Security desk: Russia Attacked US Troops in Syria
If you’ve “been listening just to the Kremlin and the Pentagon,” observes Bloomberg’s Eli Lake, you probably don’t realize “that Russia attacked American forces and their allies in Syria last week, suffering heavy casualties.” The official line is that while Russian “mercenaries” participated in the attack, they “had gone rogue, and Moscow didn’t know anything about it.” That’s why Defense Secretary Jim Mattis expressed his bewilderment at the attack — because acknowledging “the obvious,” that “the Kremlin authorized a direct assault on a US-sponsored base by non-uniformed personnel,” risks “an escalation spiral in Syria.” US officials thus think it’s better to give Vladimir Putin “a chance to back down and deny culpability” — but also quietly say “there is no doubt that the Russian military knew all about the attack.”
Conservative: Gun Solution Requires Serious Trade-Offs
Finding a solution for gun violence can only involve “a trade-off,” says Dan McLaughlin at the Los Angeles Times: “accepting the unacceptable or restricting our freedoms.” Meaning a free press (“publicity gives oxygen to these kinds of acts, so restricting coverage will reduce copycats)”; the right to bear arms (“guns don’t cause human evil, but of course they make it easier to carry out”) and due process (“targeting potential mass shooters . . . requires us to curtail Americans’ civil rights before they have actually committed a crime”). The answers are only easy “if you are willing to sacrifice rights you don’t care about, [but] that other people do.” So “we have to acknowledge the nature of the choice before us: punish many innocent people or remain mostly defenseless against the malicious few.”
Political scribe: Schumer Can’t Win on Immigration
Senate Democrats are giving Chuck Schumer “plenty of side-eye” over immigration, reports Time’s Philip Elliott. Indeed, “there is a strained patience” with the minority leader, who “traded away immigration for a broader spending bill.” And while legislators understand his strategy, they have “deep fears” about their “party’s loudest voices.” The Dems’ “energized left flank . . . wants a big deal, while pragmatists closer to the center want to focus on the immediate task of the Dreamers.” But a comprehensive deal is “too ambitious to chase with so little time and even less support for a big deal in the more conservative House.” Yet if “activists and donors sour on the Democrats in February, the climb to victories this November will get steeper.”
Reporter: The Real Reason Romney’s Running
As expected, Mitt Romney on Thursday announced his candidacy for the US Senate from Utah.
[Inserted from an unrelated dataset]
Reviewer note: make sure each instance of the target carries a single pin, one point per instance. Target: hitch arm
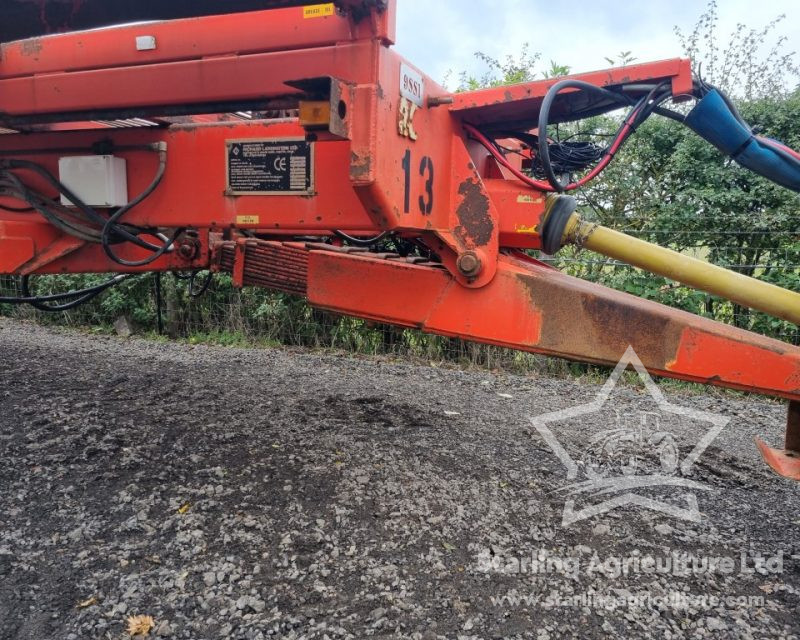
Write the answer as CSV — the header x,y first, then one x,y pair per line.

That actually makes him something of a carpetbagger, reports The Atlantic’s McKay Coppins, given that he was raised in Michigan and spent most of his adult life in Massachusetts. But he has since become “a full-throated pitchman for his adoptive home state — making the case that Utah’s distinctive brand of conservatism could offer a better way forward for the GOP and the nation.” Indeed, he’s “a true believer in the Utah model of governance — and he plans to make it a central theme of his campaign.” Meaning “he will champion a brand of Republicanism that he believes could be the antidote to Trumpism.”
From the right: Millions for Graffiti Makes It Uncool
Last November, a jury decided that the destruction of “an impermanent high-art graffiti gallery” in Queens violated a 1990 copyright law. Like many others, Alice Lloyd at The Weekly Standard was astonished by the “staggering” damages awarded this week by a judge, who imposed “the maximum damages possible and the largest sum ever awarded” for a violation of that law — “nearly $7 million” against building owner Jerry Wolkoff for the “crime of whitewashing his own walls.” This for “an art form still technically rooted in trespassing.” But what was once a crime has now become “a commercial strategy” — businesses see graffiti adding the “edge of underground vogue to a bland building.” However, asks Lloyd, “doesn’t the profit-conscious carefulness that comes with a commercialist embrace risk making the art itself, well, bland?”